The Edcon and Caxton cases illustrate that the acquisition of assets may in certain circumstances not amount to a merger, but that careful consideration is still needed. Even if the transaction constitutes a merger, it is still necessary to consider whether the relevant financial thresholds are met. Implementing a notifiable merger before it has been approved by the competition authorities is a contravention of the Competition Act. Administrative penalties may be imposed and there is likely to be severe reputational harm for the parties involved.
Timeline for merger control approval
In terms of the Commission’s Service Standards, the Commission undertakes to complete the assessment of non-complex mergers within one to two months from the date of filing.

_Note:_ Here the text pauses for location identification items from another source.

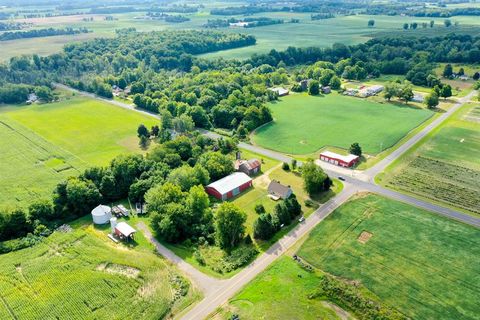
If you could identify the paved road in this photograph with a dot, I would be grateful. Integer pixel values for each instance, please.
(228, 289)
(217, 292)
(205, 283)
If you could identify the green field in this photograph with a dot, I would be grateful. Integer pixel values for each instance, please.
(343, 29)
(424, 265)
(84, 275)
(303, 124)
(445, 166)
(51, 142)
(280, 292)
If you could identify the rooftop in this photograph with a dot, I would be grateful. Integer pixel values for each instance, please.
(230, 182)
(125, 229)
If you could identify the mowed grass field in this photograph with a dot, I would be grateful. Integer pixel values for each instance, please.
(445, 166)
(280, 292)
(426, 266)
(44, 144)
(84, 275)
(303, 124)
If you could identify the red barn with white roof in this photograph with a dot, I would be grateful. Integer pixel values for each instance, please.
(230, 186)
(338, 159)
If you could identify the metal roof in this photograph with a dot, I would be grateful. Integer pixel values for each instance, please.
(337, 156)
(125, 229)
(230, 182)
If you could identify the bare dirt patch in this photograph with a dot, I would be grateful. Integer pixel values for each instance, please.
(113, 268)
(364, 237)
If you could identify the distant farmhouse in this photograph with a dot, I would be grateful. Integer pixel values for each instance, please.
(276, 190)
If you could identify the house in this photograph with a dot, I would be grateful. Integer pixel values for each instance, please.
(101, 214)
(370, 91)
(304, 84)
(122, 229)
(241, 24)
(280, 91)
(250, 167)
(279, 191)
(229, 186)
(418, 98)
(338, 159)
(326, 90)
(350, 92)
(32, 97)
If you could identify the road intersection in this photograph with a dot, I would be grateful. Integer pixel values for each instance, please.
(217, 292)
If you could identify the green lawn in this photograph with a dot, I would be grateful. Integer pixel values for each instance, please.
(424, 265)
(44, 144)
(303, 124)
(445, 160)
(84, 275)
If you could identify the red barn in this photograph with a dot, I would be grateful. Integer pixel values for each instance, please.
(338, 159)
(230, 186)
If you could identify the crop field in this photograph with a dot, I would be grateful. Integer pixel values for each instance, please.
(445, 168)
(303, 124)
(424, 265)
(51, 142)
(83, 275)
(26, 159)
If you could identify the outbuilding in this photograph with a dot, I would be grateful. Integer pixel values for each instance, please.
(101, 214)
(123, 230)
(338, 159)
(276, 190)
(229, 186)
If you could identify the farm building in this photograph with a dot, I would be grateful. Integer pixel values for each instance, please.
(122, 229)
(230, 186)
(370, 91)
(101, 214)
(279, 191)
(326, 90)
(280, 91)
(338, 159)
(250, 167)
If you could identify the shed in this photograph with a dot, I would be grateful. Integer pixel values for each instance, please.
(276, 189)
(229, 186)
(101, 214)
(250, 167)
(338, 159)
(124, 230)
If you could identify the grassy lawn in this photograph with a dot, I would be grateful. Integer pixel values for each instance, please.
(51, 142)
(92, 277)
(424, 265)
(280, 292)
(446, 160)
(303, 124)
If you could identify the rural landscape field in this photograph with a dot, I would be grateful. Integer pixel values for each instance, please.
(237, 160)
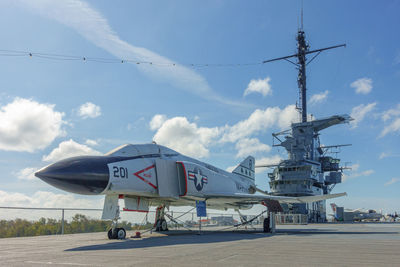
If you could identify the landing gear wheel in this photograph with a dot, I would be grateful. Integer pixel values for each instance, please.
(267, 228)
(163, 225)
(112, 234)
(121, 233)
(158, 226)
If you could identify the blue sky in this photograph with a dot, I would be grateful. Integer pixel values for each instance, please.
(50, 109)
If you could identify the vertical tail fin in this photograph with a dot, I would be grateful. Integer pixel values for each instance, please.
(246, 168)
(333, 206)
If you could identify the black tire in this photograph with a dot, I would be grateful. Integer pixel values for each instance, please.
(163, 225)
(120, 233)
(267, 228)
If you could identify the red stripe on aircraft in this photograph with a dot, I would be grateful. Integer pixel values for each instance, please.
(184, 171)
(137, 174)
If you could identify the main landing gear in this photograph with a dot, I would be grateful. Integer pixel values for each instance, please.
(160, 223)
(269, 223)
(116, 232)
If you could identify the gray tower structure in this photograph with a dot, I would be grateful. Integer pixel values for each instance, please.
(308, 170)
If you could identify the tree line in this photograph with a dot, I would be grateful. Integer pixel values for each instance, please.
(79, 224)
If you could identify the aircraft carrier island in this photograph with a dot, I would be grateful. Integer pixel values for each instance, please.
(309, 169)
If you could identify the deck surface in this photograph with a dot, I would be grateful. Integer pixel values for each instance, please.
(301, 245)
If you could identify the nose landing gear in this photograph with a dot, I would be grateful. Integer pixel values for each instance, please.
(116, 232)
(160, 223)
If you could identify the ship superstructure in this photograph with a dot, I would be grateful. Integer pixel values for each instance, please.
(309, 170)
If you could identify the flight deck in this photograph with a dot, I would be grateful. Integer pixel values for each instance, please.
(361, 244)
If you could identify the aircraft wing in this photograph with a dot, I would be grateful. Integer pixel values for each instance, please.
(257, 199)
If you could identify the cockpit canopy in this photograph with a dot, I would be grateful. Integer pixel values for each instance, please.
(129, 150)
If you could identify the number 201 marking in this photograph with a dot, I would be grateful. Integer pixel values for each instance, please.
(120, 172)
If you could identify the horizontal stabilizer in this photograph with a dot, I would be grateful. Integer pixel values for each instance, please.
(246, 168)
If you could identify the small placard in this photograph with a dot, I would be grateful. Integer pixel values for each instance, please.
(201, 209)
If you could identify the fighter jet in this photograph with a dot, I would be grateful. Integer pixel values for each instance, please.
(151, 174)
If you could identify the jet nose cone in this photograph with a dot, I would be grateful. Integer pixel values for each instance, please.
(83, 175)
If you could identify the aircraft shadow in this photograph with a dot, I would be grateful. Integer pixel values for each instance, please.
(188, 237)
(176, 238)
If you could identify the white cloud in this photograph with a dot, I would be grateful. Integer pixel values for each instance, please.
(359, 112)
(46, 200)
(250, 146)
(275, 159)
(394, 126)
(393, 112)
(354, 167)
(68, 149)
(91, 142)
(187, 138)
(231, 168)
(89, 110)
(346, 177)
(318, 98)
(27, 174)
(383, 155)
(362, 85)
(392, 181)
(27, 125)
(259, 121)
(157, 121)
(91, 25)
(261, 86)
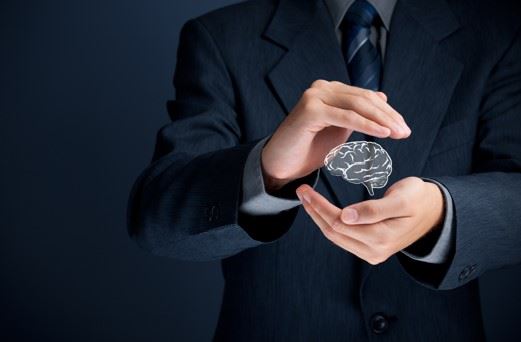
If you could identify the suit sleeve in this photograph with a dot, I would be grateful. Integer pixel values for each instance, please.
(186, 203)
(487, 210)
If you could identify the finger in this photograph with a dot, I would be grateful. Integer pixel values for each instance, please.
(352, 245)
(354, 121)
(370, 107)
(371, 235)
(373, 211)
(382, 95)
(378, 99)
(329, 212)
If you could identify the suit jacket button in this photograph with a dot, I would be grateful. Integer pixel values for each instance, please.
(379, 323)
(212, 213)
(466, 272)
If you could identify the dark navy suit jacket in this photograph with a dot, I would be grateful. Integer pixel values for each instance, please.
(452, 69)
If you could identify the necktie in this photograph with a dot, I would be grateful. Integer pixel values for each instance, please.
(362, 58)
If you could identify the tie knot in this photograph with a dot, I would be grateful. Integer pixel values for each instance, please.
(361, 13)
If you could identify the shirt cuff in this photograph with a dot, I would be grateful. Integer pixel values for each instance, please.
(255, 199)
(440, 252)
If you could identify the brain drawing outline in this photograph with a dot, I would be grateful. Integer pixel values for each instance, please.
(360, 162)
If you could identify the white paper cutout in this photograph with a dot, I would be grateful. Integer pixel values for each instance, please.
(360, 162)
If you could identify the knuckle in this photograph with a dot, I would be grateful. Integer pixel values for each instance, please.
(371, 211)
(402, 201)
(369, 94)
(312, 104)
(319, 83)
(310, 94)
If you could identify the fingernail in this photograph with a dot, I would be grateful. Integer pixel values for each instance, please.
(349, 215)
(336, 225)
(302, 196)
(305, 197)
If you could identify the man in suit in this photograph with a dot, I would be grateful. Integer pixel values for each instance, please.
(264, 89)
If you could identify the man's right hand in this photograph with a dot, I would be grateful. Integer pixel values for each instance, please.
(325, 116)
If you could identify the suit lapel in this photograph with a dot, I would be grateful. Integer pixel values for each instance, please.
(419, 76)
(306, 31)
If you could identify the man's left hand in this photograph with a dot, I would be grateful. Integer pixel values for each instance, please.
(374, 230)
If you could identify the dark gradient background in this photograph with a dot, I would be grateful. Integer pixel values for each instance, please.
(83, 86)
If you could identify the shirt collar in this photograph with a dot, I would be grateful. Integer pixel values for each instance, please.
(338, 8)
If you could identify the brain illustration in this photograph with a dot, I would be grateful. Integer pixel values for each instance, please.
(360, 162)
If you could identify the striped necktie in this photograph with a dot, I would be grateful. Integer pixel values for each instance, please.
(362, 57)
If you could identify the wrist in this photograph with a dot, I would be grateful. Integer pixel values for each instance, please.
(436, 205)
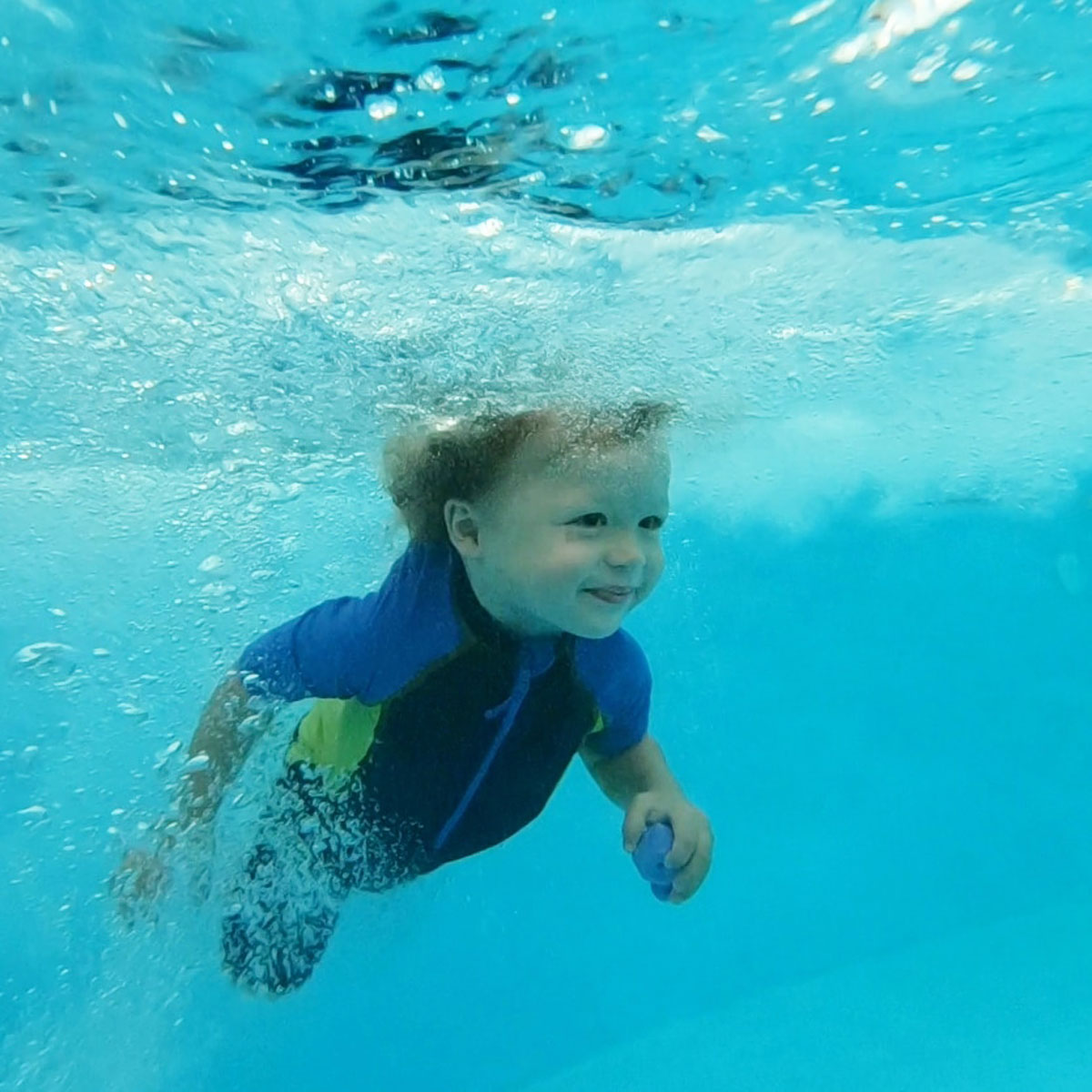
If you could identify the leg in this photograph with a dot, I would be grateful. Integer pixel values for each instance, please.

This turnaround time could prove to be a significant obstacle in transaction negotiations between parties. However, the Commission recently indicated that it is committed to prioritizing mergers in sectors that have been severely impacted by COVID-19. This – together with the fact that certain businesses could be considered “failing firms” – may result in an expedited review process by the Commission. A "failing firm" is a firm that is not able to meet its financial obligations and is at risk of exiting the market in the near future if not for the merger. Parties to a transaction which involves a failing firm should therefore request that the merger be reviewed on an expedited basis, given that further job losses in the current economic climate will have a significant detrimental impact on the livelihood of people. However, this is not to say that all mergers involving a failing firm will be approved on an expedited basis. The Commission will still need to carry out a competition and public interest assessment, which may result in delays if the Commission identifies any concerns.
The current economic climate could therefore present an opportunity for firms to acquire assets or businesses at a price which is below full market value. However, the structure of the transaction and whether merger control approval is required should be considered carefully.